Dmitri Shostakovich (1906-75)
String Quartet no. 8, in C minor (1960)
There is nothing bright or hopeful about Dmitri Shostakovich’s String Quartet no. 8. Composed in just three days in the summer of 1960, the Quartet, like much of Shostakovich’s music, is shrouded in at least some amount of ambiguity: the score is dedicated “to the memory of the victims of fascism and war” and, in public, Shostakovich said that the music was inspired by the sight of the bombed-out ruins of Dresden. Yet, in private, he referred to the work as a memorial for its composer and it is clearly filled with highly personal references and musical quotations. Its composition coincided with a period of deep despair when, for a time, Shostakovich was apparently suicidal. While, as a general rule, it’s unwise to look too closely for autobiographical significance in any composer’s work, this Quartet makes for a glaring exception.

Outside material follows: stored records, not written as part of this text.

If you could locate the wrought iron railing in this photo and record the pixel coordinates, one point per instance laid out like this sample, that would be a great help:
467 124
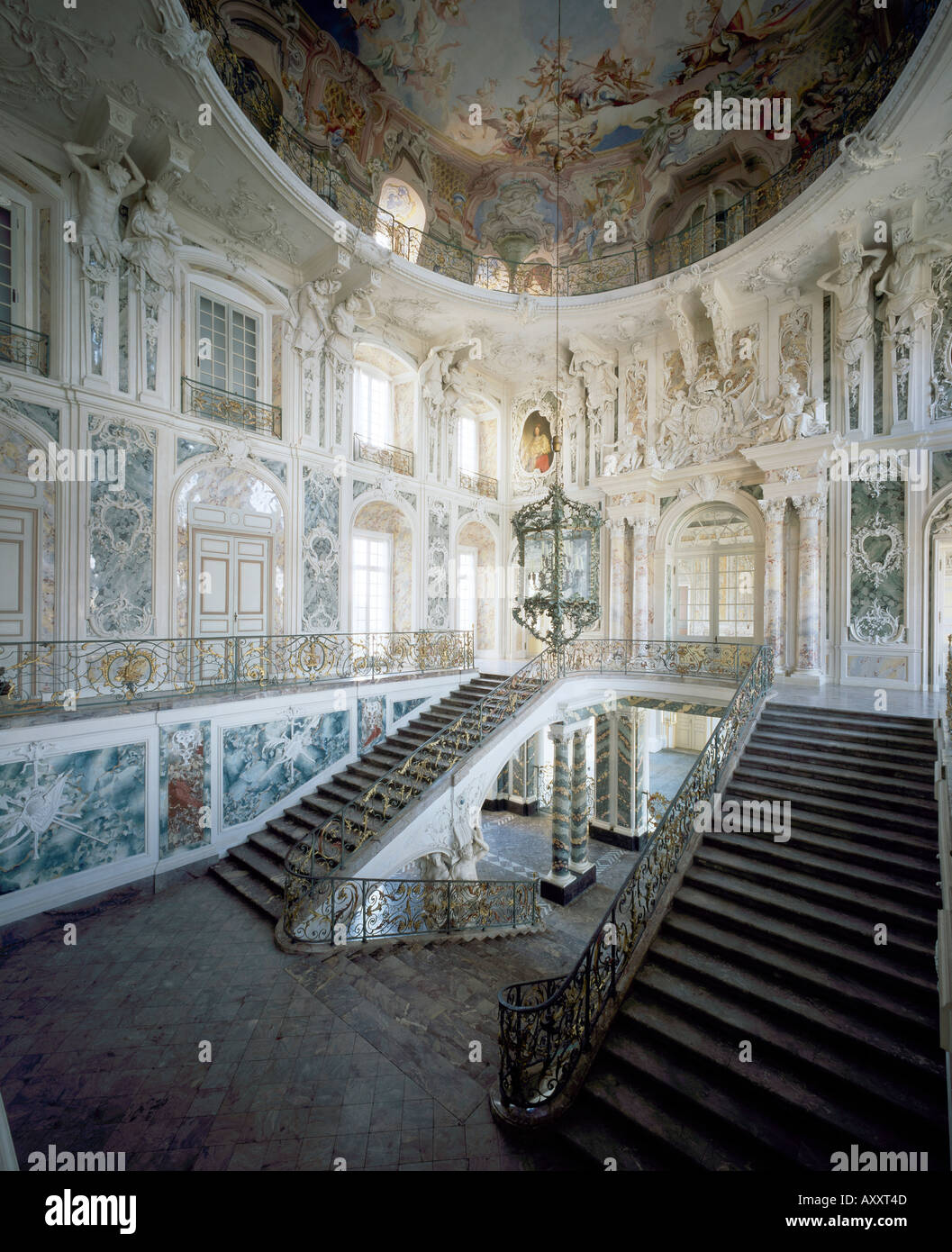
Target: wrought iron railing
347 829
24 347
356 909
63 675
548 1026
398 459
480 484
635 264
199 400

The Quartet’s defining musical feature is heard in its first four notes: these are Shostakovich’s initials, DSCH, spelled out in musical notation – the notes D, E-flat, C, and B natural. Each of the Quartet’s five connected movements refer back to this motive in some form.
Its opening movement is essentially an elegy that recalls musical textures most closely associated with the Baroque era, particularly quasi-fugal, imitative counterpoint. The first of the work’s several quotations – a snatch from Shostakovich’s First Symphony – interrupts this aural portrait of despair, but doesn’t really lift the gloom.
The second movement bursts in on the first without warning. This is music of a completely contrasting emotion, violent and surging, recalling the fast movements of Shostakovich’s Eighth and Tenth Symphonies. At the end comes another self-quotation: the famous theme from the Piano Trio no. 2.
In the midst of this music of grief and tumult comes the third movement, a bitter, ironic waltz that is built around the DSCH motive. Shostakovich loved waltzes – they turn up in a surprising amount of his chamber music for a 20th-century composer – and, like Tchaikovsky, he could spin out a good tune like nobody’s business. But this waltz is downright chilling: it sounds like a dance of skeletons.
After this macabre ballroom scene comes the most fascinating movement of the piece. The fourth movement starts with repeated, dissonant chords that recall gunshots or – as has been suggested – the dreaded knock of the KGB on Shostakovich’s front door (which, thankfully for the composer, never actually came). What follows is a fascinating collage of melodies, both from Shostakovich’s own music as well as from other sources: there’s a snatch of an aria from his opera Lady Macbeth of Mtsensk; a motive that suggests the Dies irae chant; and a Russian folk song called “Tormented by Grievous Bondage.” To hammer home the message, at the very end comes the DSCH motive. It’s the musical equivalent of watching a slideshow of horrors playing out in slow motion.
Like the first movement, the finale is based primarily on the DSCH motive and features many of the same compositional devices and textures heard earlier. But its overall affect is numbness: Ilya Ehrenburg’s comment that, “without saying anything [music] can express everything,” is borne out as powerfully in this closing movement as anywhere else in the repertoire.